Faşizm bugün Kürdistan'daki direnişe karşı her yönden de zorlanmaktadır. Ekonomik olarak iflas etmiştir. Sadece paranın değer boyutunu belirtmiyorum. İhracat durma noktasına gelmişken ithalat had safhada. Toplumu ayakta tutan tüm sanayi dalları iflasın eşiğine gelmiş. Toplum bu krizden dolayı cinnet halini yaşıyor. Ruhsal olarak bir çöküşü yaşıyor. Toplum paramparça edilmiş durumda. AKP-MHP faşizminin iktidarını ayakta tutabilmek amacıyla savaşı tırmandırmak istiyor. Bu temelde de milliyetçi-şovenist eğilimleri geliştiriliyor. AKP-MHP faşist iktidarı Türkiye’yi iflasın ve felaketin eşiğine getirdi. Toplum ruhsal bir çöküş yaşıyor.

Esasında devlet çökmüş ve devlet aygıtı denen bir şey kalmamış ortada. Sadece bir faşizan yapı söz konusu. Topluma karşı o kadar suç işlenmiş ki bir gün bunun hesabı sorulacaktır. Bunu faşizm de iyi biliyor. Kimse Sur, Cizre ve Nusaybin’i unutmaz. Tabii savaşı geliştirdikçe çıkan sorunların üstünü kapatırlar. Faşizmin esas karakteri budur işte.

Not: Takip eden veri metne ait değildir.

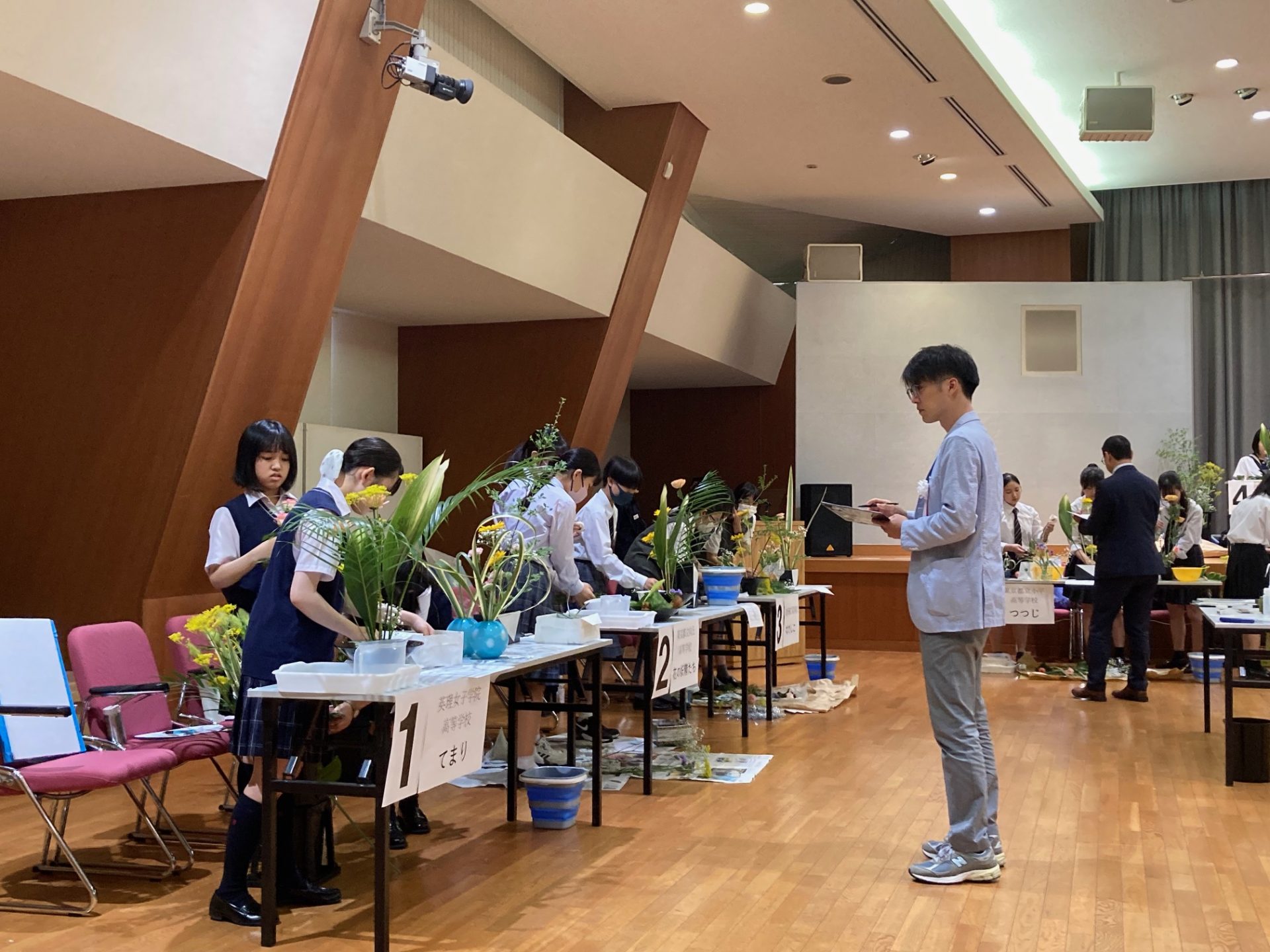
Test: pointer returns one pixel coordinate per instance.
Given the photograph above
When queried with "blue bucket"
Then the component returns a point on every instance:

Gerilla bunu bildiği için muazzam bir direnişe geçmiş durumda.

Gerilla TV’de yayımlanan görüntüler de bunun en somut ifadesidir. Ama direniş sadece gerillayla sınırlı kalmamalı, toplumun kendisi de bu direnişe geçmelidir. Siyasal alanda faşizme verilecek en iyi cevap 24 Haziran seçimleridir. Toplumsal alanda ise işgal ve istila saldırılarına karşı verilecek en güzel cevap serhildandır. Gerillanın geliştirdiği direniş önümüzdeki süreçte daha geliştirilerek devam edecektir."

Engin, PKK’nin 40 yıldır olduğu gibi bugün de faşizmin sınır tanımayan işgal, istila ve sömürü saldırılarına karşı topyekûn bir direniş içinde olacağı mesajını verdi.

'ULUSLARARASI GÜÇLER İŞGAL SALDIRILARINA GÖZ YUMUYOR'

PKK Merkez Komite Üyesi Kasım Engin, faşizmin son teknolojik silahlar ve tüm teknik donanımıyla Kürdistan’a saldırdığını, uluslararası güçlerin hemen her platformda demokrasi havarisi kesilmesine rağmen Başûrê Kurdistan’a dönük işgal saldırılarına karşı sessiz kaldığını belirtti.

Uluslararası güçlerin bu sessizliğinin işgal saldırılarını onaylamak anlamına geldiğini belirten Engin, Efrîn’in bunun en somut örneğini olduğunu söyledi. Engin, ABD, Rusya ve Avrupa ülkelerinin çıkarları gereği bu saldırıları onayladığını, bunun da 3. dünya savaşı ile bağlantılı bir durum olduğunu kaydetti.

'FAŞİZM İÇİN İYİ KÜRT YOK'

Türk devletinin işgal saldırıları karşısında Barzani ve KDP’nin sessizliğini koruduğunu hatırlatan PKK Merkez Komite Üyesi Engin, Başûrê Kurdistanlı diğer siyasi partilerin de işgal saldırıları karşısında net bir tutum takınması gerektiğini belirtti.

Engin, sadece Başur'un değil, dört parça Kürdistan’ın işgal saldırılarının tehdidi altında olduğunu hatırlatarak, Kürt ulusal birliğinin bir an önce oluşturulması gerektiğini kaydetti. İşgal ve sömürü saldırılarının ancak bu şekilde durdurulabileceğini de belirten Engin, Başurlu siyasi partilerin düşman gerçeğini tanıması gerektiğini dile getirirken, şöyle devam etti:

"Başûrê Kurdistanlı oluşumlar, Türk faşizmini anlamak için tarihe baksınlar. Mola Mustafa Barzani’nin ailesi Amed zindanında Osmanlı tarafından esir edilmesi... Nakşibendinin büyük lideri ve Mola Mustafa’nın ağabeyi Şeyh Abdulselam Barzani de İttihat ve Terakki tarafından Musul’da idam ettirilmiştir. Yine Şeyh Ahmet, Irak devletine karşı direnişe geçtiğinde arkadaşlarıyla birlikte Bakurê Kurdistan’a geçmek zorunda kaldıklarında Türkiye faşizmi onları Irak devletine teslim etmiştir. Geçtiğimiz sonbahar aylarındaki referandumda da görüldü. Onun için Türk devletinin Başûrê Kurdistan’daki oluşumlara hiçbir hayrı dokunmaz. Faşizm için iyi Kürt-kötü Kürt yoktur. Onun için Kürtlerin topyekûn direnişe geçmesi gerekiyor. Bunun için ulusal birliğe ihtiyaç var."